My first piece of research for my topic was a Ted talk called “Your Body Language Shapes Who You Are”- by Amy Cuddy. This video was produced in June of 2012 and the speaker, Amy Cuddy, is a well-know expert in areas such as social psychology and no verbal behavior. I found Ted.com very reliable as it is a highly recognized website for educational videos on a wide variety of topics.

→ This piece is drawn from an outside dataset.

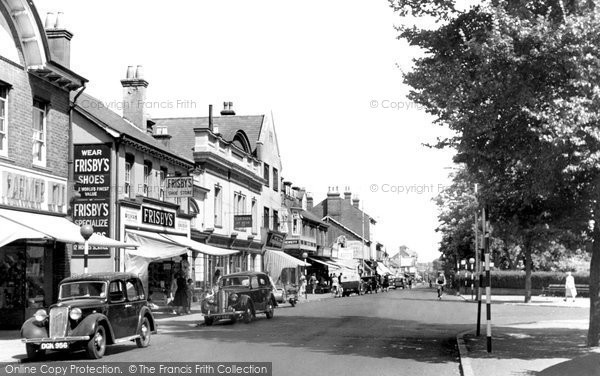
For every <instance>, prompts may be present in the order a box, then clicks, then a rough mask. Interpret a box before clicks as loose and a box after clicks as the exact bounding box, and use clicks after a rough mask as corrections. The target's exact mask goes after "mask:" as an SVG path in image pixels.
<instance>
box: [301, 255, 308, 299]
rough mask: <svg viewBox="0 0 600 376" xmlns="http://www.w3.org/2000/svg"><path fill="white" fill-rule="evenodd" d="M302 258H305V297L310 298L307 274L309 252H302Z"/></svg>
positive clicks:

When beginning my quest on the influence of body language, I had already had an interest in self-improvement and personal psychology. What was interesting to me when I began to watch this video was how various animals have adopted certain “power poses” in order to show a sense of power within the animal kingdom. I was amazed at the fact that by just doing something as simple as broadening their arms or torso, other animals would react in accordance and shell up into a ball which shows a sign of weakness, “So in the animal kingdom, they are about expanding. So you make yourself big, you stretch out, you take up space, you’re basically opening up”. The fact that humans tend to follow the same approach as animals is amazing. It is clearly evident that sports stars or celebrities give off a sense of “power” or “confidence” by simple tricks with their body language. Research has shown that those who experience some sort of “power pose” for just two minutes, tend to have positive benefits within their mental state and self-confidence.
Cuddy speaks about her own personal experiences a couple of times throughout the presentation. These personal experiences tie in with various research studies that have been carried out on this topic. One question that arises from this talk that I am very interested to learn more about is “Can the idea of faking it till you make it really hold true?”. If we would be able to ingrain these so called “power poses” at a young age in junior schools across the country, I feel that peoples lives would only get better in the near future. If two minutes in a power pose can positively influence someone, imagine how amazing children would perform across all domains if they learned this from a very early age. I will end on this quote from Amy Cuddy that I feel is the ultimate reason why the world should try and incorporate theses tactics in schools, “standing in a posture of confidence, even when we don’t feel confident, can affect testosterone and cortisol levels in the brain, and might even have an impact in our chances for success”.